On Fri, Mar 22, 2013 at 9:00 AM, Le Wang <l26wang@gmail.com> wrote:
On Fri, Mar 22, 2013 at 7:58 AM, Stefan Monnier
<monnier@iro.umontreal.ca> wrote:
>>> The sorting algorithm is roughly this for a query: "abcd"
>>>
>>> 1. Get all matches for "a.*b.*c.*c"
>>> 2. Calculate score of each match
>>> - contiguous matched chars gets a boost
>>> - matches at word and camelCase boundaries (abbreviation) get a boost
>>> - matches with smallest starting index gets a boost
>>> 2. Sort list according to score.
>
> I think that if you turn "abcd" into a regexp of the form
> "\\(\\<\\)?a\\([^b]*\\)\\(\\<\\)?b\\([^c]*\\)\\(\\<\\)?c\\([^d]*\\)\\(\\<\\)?d"
> the regexp matching should be fairly efficient and you should be able to
> compute the score efficiently as well (at least if
> you ignore the camelCase boundaries).

I hadn't thought of this, and I'll try it soon.

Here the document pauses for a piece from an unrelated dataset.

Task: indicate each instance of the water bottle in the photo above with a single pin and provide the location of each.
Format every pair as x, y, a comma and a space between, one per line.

I gave this a good try.  :-)

Since we are favouring beginning of word anchors (often but not always), I actually had to insert "\\<" in the various slots in front of characters.  That is all permutations of 4x"\\<", then 3x, then 2x, then 1x, etc.  I bumped into the regexp length limit very quickly and it wasn't fast enough even when it did work.

However, it turns out that emacs-lisp is fast enough with a tweaked algorithm -- no regexps at all. To wit,

1. For each string, we allocate a hash keyed by a character and value is a sorted list indices into the string for occurence of the key.  (char-indices-hash)

2. For each string, we allocate a vector of same length do static analysis to assign a heat value to each position.  (call this the heatmap-vector)

3. For a query "abcd" we can quickly find all combinations of ascending indices using char-indices-hash.

4. For each of these combinations, we can compute a heat value based on the heatmap-vector.  We take the max of all heat values as the "score" of the query against the string.

5. Order matches by score.

The algorithm works fast.  I believe it has feature parity with Sublime Text's fuzzy search.

However it uses a fair bit of memory,

1. it's allocating one hash table and one same-length vector for each string

2. it's allocating one cons cell for each character.


Does anyone have any optimisation ideas to use less memory?  I will have code for review in the coming days.


--
Le